The new governor of Leeds Prison is calling on employers to give inmates a chance to work their way out of a life of crime.
Susan Kennedy, who took charge of the Armley jail in October, said employment opportunities were vital to offenders’ chances of staying on the right side of the law once they finished their sentences.
In an exclusive first interview since she became governor, Ms Kennedy said: “Employers needn’t be scared of employing ex-offenders.
“They are coming back into our communities whether we like it or not. I would rather they were in gainful employment and were learning how to become responsible citizens than were being written off.”
Ms Kennedy, 52, was born and brought up in the Leeds area and went to Batley Girls Grammar School.
She worked in the probation service for 10 years and was a governor of Buckley Hall prison in Rochdale and deputy governor at Styal women’s prison in Cheshire before taking the job in Leeds.
The category B prison holds up to 1,212 offenders at any one time.
“There are some people who cannot be rehabilitated and should stay in custody,” Ms Kennedy said.
“But we can work with the vast majority and when they’re in custody it’s a real opportunity, because they have nothing else to do. Why wouldn’t we want to use that time to teach them employability skills?”
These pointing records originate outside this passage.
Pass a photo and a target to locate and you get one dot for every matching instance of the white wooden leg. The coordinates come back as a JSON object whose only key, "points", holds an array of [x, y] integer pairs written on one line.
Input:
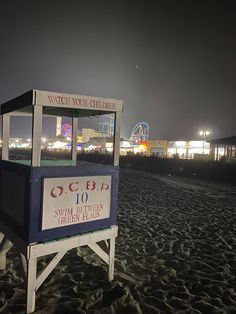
{"points": [[31, 281], [111, 259]]}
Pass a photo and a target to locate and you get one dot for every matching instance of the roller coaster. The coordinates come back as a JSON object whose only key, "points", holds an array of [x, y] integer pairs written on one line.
{"points": [[140, 132]]}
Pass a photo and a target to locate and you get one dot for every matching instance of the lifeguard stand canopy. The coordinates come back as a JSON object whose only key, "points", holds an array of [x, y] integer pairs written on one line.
{"points": [[38, 103]]}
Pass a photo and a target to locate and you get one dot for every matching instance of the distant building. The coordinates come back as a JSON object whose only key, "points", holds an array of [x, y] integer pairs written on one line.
{"points": [[87, 134], [223, 148]]}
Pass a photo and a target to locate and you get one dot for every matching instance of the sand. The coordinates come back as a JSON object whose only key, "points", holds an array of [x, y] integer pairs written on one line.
{"points": [[175, 253]]}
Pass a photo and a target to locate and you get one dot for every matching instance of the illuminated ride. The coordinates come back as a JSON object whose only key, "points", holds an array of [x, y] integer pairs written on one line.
{"points": [[66, 130], [140, 132]]}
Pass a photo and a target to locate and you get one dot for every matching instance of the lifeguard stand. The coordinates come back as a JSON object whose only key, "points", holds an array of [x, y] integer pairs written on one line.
{"points": [[49, 206]]}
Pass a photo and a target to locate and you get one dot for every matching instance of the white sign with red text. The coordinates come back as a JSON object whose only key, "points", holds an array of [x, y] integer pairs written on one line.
{"points": [[74, 200]]}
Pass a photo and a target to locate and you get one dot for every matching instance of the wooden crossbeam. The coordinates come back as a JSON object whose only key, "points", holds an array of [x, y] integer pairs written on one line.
{"points": [[48, 269], [96, 248]]}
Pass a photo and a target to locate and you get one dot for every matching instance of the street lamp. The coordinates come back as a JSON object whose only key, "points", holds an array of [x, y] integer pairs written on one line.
{"points": [[204, 134]]}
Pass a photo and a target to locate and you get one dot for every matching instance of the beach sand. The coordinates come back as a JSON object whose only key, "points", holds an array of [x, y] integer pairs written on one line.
{"points": [[175, 253]]}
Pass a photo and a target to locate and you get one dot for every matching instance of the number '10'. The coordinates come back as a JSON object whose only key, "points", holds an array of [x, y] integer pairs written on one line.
{"points": [[81, 198]]}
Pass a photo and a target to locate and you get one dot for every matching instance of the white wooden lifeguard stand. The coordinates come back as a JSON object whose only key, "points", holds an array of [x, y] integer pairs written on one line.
{"points": [[25, 203]]}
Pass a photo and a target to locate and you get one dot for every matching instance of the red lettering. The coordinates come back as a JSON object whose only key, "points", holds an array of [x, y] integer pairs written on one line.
{"points": [[91, 185], [73, 186], [57, 191], [104, 187]]}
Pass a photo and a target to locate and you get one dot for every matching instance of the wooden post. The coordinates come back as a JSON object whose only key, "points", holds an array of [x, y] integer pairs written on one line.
{"points": [[116, 146], [5, 136], [111, 259], [36, 135], [74, 139], [31, 280]]}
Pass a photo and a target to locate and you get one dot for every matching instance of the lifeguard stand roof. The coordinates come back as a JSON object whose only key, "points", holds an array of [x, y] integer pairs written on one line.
{"points": [[61, 104]]}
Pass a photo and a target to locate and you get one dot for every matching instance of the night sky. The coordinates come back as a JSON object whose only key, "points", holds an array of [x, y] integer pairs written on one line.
{"points": [[172, 62]]}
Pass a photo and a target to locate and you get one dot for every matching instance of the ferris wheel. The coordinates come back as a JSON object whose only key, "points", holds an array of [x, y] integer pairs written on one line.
{"points": [[140, 132]]}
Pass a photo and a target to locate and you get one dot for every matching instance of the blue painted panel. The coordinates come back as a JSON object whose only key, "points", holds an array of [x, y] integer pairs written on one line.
{"points": [[31, 231], [39, 173], [11, 195]]}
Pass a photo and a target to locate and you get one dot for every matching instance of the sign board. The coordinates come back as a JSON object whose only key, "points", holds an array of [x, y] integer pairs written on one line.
{"points": [[53, 99], [74, 200]]}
Ms Kennedy plans to set up what she calls a “resettlement village” at the prison, which will see charities, employers and other organisations being invited to help inmates prepare for their release.
“One thing we know is that having a stable job reduces people’s chances of getting back into crime,” she said,
“We are increasingly working with employers to take on offenders. With some people there’s an obvious hesitation, but we have to say to them that, statistically, they are probably employing lots of ex-offenders anyway. About one in four people have some form of criminal conviction.
“The benefit is that, if they take on someone from here, they know what they are getting, which you probably won’t know when you recruit someone off the street. Some of them might need a bit of patience, but if you work with them it can be a rewarding process for everyone.”
Julie Thornton, employment services development manager for West Yorkshire Probation, said: “Employment can reduce the rate of reoffending by up to 50 per cent and is one of the most important factors in changing people’s lives. Any initiative that helps employers realise the benefits of working with offenders and ex-offenders is a good thing.
“Through the Step Change initiative, we have helped 456 offenders get a job and helped more than 500 people go on to further learning qualifications. Ex-offenders can make some of the best and most loyal employees and it is important that more employers recognise the opportunity and are supported to be able to offer offenders work placements and jobs.”